If only Steve Jobs were still alive, then sports administrators could put him in a headlock until he agreed to build some clever device that could faultlessly referee any sport.
That seems to be where we are heading - towards a sporting world where humans play under the watchful eye of machines. It's kind of worrying, a modern take on Animal Farm: two legs good, four batteries better.
There's barely a sport where players don't spend inordinate amounts of time staring at giant screens waiting for the magic beeps, flashing lights and graphics to divulge their fate.
Tennis and cricket have that cursed Hawk-Eye thing - an infallible bit of kit that holds everyone in suspense, more so than those forsaken reality show hosts, and hogs the stage with its indisputable rulings. The NFL, NRL, AFL and NBA all use technology in one form or another to assist the officials.
The machine rules and like the good little humans we are, we accept its judgement as final and buy this idea that sport is all the better for removing human error.

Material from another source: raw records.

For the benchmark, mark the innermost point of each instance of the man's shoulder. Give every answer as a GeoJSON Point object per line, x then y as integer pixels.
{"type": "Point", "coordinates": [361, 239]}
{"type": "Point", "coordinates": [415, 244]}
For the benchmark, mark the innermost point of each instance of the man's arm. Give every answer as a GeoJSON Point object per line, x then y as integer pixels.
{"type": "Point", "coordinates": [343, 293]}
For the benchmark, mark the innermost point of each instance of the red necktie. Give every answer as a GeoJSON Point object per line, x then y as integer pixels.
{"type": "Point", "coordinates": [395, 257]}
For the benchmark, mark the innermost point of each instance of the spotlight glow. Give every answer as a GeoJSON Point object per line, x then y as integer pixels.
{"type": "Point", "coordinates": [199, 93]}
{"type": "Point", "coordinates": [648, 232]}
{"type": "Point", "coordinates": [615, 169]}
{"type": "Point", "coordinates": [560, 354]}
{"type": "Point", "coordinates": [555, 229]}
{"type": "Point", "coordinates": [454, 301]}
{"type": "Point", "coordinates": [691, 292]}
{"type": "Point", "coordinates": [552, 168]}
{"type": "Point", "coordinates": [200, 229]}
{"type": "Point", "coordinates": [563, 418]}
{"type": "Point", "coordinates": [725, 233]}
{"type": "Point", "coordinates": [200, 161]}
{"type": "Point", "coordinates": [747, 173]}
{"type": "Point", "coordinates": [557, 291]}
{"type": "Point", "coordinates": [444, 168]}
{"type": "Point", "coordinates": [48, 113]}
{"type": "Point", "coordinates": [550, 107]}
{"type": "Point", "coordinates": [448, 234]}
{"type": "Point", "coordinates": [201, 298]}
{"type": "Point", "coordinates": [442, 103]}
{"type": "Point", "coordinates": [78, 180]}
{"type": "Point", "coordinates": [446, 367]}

Rugby is another sport increasingly reliant on the electronics industry and is accelerating its mission towards machine subservience with one of the more curious and surely ill-fated experiments being trialled in the English Premiership. The TMO has been given extended powers to trawl through footage if the referee suspects there may have been an infringement in the build-up to a try.
By all accounts, the Harlequins versus Wasps game last weekend had all the farce of an Alan Ayckbourn play. A 42-40 scoreline indicates the game was a classic and probably would have been had it not been for the fact the TMO was asked to pretty much watch the entire game and rule on just about everything.
Rugby used to be relatively simple: big hairy bloke plonks ball over line, referee rules try or no try. For the last 10 years or so, it's been: big hairy bloke plonks ball over the line, referee rules try or if he's not sure, he asks TMO for help. Now, in England, its hairy bloke plonks ball over the line and everyone stands around waiting regardless to see if there was some minuscule infringement 26 phases earlier.
Sadly, this latest development is not a surprise, as it has been apparent that rugby, like most other sports, has lost faith in the idea of human officials. Humans make mistakes and goodness gracious what an imperfect world that creates.
Rugby's unfathomable rule book is too dense for a mere human to navigate, so why not allow the machines to lend a helping hand?
Remove human error from the officiating and create the perfect game? Except it's not perfect at all because human error is the essence of sport. All sports need heroes and villains, injustices, lucky breaks and random decisions that make no sense. Sport is unscripted theatre - the unpredictable nature is what draws people in - the idea that careers could be made or broken by one decision; dreams shattered by a moment of madness or history made by something no one ever expected.
Frankly, where is the soul of any sport when machines are in charge? Would the legend of John McEnroe ever have been created if he had been forced to rage against Hawk-Eye? "You cannot be serious?" he might have yelled, but hawke-eye can't be anything but serious, it knows no other way. Sure, Hawk-Eye is relentlessly accurate, but sport needs flaws both in its players and its officials.
It was the raging combustibility and burning sense of injustice that made McEnroe the compelling character he was; made tennis of that era so appealing.
Those who have come closest to sporting perfection - snooker legend Steve Davis, Pete Sampras, Tiger Woods - were, frankly, dull, or at least Woods was until his colourful secret life became public.
Individual sports will find they too will be considered dull if they remove the chance of a massive stuff-up by an official.
Here's the proof: the 2007 World Cup was a dire tournament but is still, even now, more talked about than the vastly improved 2011 event, all because of the buffoonery of one referee.
The 1986 football World Cup - same: the defining moment? 'The hand of God' - the blatant handball by Maradona to score against England that five billion people saw immediately and one man, Tunisian referee Ali Bin Nasser, somehow missed.
Would the drama have been so intense between these two countries the next time they met at the 1998 World Cup had it not been for the myopic Nasser?
Refereeing mistakes are part of the package. They will be made - hopefully only sporadically. But as tough as they can be to take at times, they add to the overall mix: they do their bit to intensify rivalries, to create future heroes and villains and generally build interest.
Ask the players - they can live with referees making mistakes. It's annoying but ultimately Karmic: hard done by Wayne Barnes in 2007, maybe the All Blacks were well treated by Craig Joubert in 2011. They'd rather take their chances with humans than spend their Saturday nights, hands on hips, staring at big screens for minutes at a time while the TMO works his way back a dozen or so phases hunting for something, anything, to give the referee peace of mind he's making the right call.
No doubt Apple will build an I-Official soon enough - a giant tablet-thing with legs and all the relevant refereeing apps. It would create the perfect world but that's actually the last thing sport needs.